Both streams share attention weights but have separate FFN layers — this lets the model learn modality-specific transformations while maintaining cross-modal attention.

Attention Pattern

In joint attention, image tokens can attend to text tokens and vice versa. This creates bidirectional information flow: - Text informs image generation ("make it red") - Image informs text understanding (spatial context)
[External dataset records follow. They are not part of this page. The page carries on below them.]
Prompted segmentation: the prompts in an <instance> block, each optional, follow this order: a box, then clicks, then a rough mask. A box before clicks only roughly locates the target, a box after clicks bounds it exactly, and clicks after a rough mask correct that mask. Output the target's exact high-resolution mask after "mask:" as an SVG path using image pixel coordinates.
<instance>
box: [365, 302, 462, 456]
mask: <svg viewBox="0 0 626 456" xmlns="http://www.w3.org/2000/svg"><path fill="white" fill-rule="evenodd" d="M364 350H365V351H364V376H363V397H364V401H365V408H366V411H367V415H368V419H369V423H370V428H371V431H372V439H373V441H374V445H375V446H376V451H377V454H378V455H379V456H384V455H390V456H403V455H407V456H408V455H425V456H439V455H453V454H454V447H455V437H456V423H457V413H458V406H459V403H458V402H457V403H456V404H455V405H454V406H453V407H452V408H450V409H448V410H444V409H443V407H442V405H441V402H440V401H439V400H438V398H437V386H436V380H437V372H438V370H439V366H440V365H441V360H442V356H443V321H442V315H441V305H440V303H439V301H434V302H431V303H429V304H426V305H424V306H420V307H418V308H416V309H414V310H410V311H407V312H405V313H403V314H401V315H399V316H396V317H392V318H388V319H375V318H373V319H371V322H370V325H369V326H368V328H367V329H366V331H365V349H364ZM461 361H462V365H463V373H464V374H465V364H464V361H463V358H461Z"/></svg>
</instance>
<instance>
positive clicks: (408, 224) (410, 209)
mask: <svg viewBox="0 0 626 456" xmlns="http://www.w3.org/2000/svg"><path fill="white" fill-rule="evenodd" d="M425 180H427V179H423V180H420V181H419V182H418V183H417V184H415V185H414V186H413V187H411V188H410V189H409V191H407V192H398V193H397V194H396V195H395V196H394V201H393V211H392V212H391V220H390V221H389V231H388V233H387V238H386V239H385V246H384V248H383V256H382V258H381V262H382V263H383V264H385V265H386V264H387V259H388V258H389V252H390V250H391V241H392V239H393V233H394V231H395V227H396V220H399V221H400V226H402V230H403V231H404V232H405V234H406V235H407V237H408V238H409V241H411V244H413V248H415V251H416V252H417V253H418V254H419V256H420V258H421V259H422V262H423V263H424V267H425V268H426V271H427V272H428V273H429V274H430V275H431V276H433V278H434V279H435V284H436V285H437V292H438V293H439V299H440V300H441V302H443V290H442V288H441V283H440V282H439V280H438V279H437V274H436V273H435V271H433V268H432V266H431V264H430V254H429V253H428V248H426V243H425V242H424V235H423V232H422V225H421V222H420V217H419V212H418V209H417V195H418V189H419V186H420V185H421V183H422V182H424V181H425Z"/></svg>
For editing models like Step1X Edit, this is critical: the model needs to understand BOTH what the image currently looks like AND what the text instruction asks to change.

LoRA Application Pattern

For fine-tuning MMDiT (as demonstrated by PixelSmile):

# Standard LoRA targets for MMDiT editing models
target_modules = [
    "to_q", "to_k", "to_v",           # image attention
    "add_q_proj", "add_k_proj", "add_v_proj",  # text attention
    "to_out.0", "to_add_out",          # output projections
    "img_mlp.net.0.proj", "img_mlp.net.2",     # image FFN
    "txt_mlp.net.0.proj", "txt_mlp.net.2",     # text FFN
]
# PixelSmile: rank=64, alpha=128, dropout=0 → 850 MB LoRA

Targeting all projections + both FFNs gives maximum expressivity. For lighter adaptation, attention-only (skip FFN) reduces LoRA size by ~40%.

Models Using MMDiT

Model Variant Notes
Stable Diffusion 3 Original MMDiT First major adoption
FLUX.1 Modified MMDiT Adds RoPE, different conditioning
Step1X Edit MMDiT + Qwen VL encoder Image editing
MACRO Bagel variant MoT (Mixture of Transformers) Multi-reference, related architecture

Performance Characteristics

  • Quadratic attention: O(n^2) in total sequence length (image + text tokens). At 1024x1024 with VAE 8x downscale = 16384 image tokens + ~200 text tokens
  • Flash Attention: critical for practical inference. Most implementations require flash-attn 2.x
  • Memory: dominated by attention maps. Tiling/chunked attention helps for high-res

Key Insight

MMDiT's joint attention is what makes instruction-following editing possible at high quality. Cross-attention (DiT-style) creates an information bottleneck — the model can only "ask" the text about specific queries. Joint attention lets the model freely mix both signals, discovering complex relationships between "what is" and "what should be."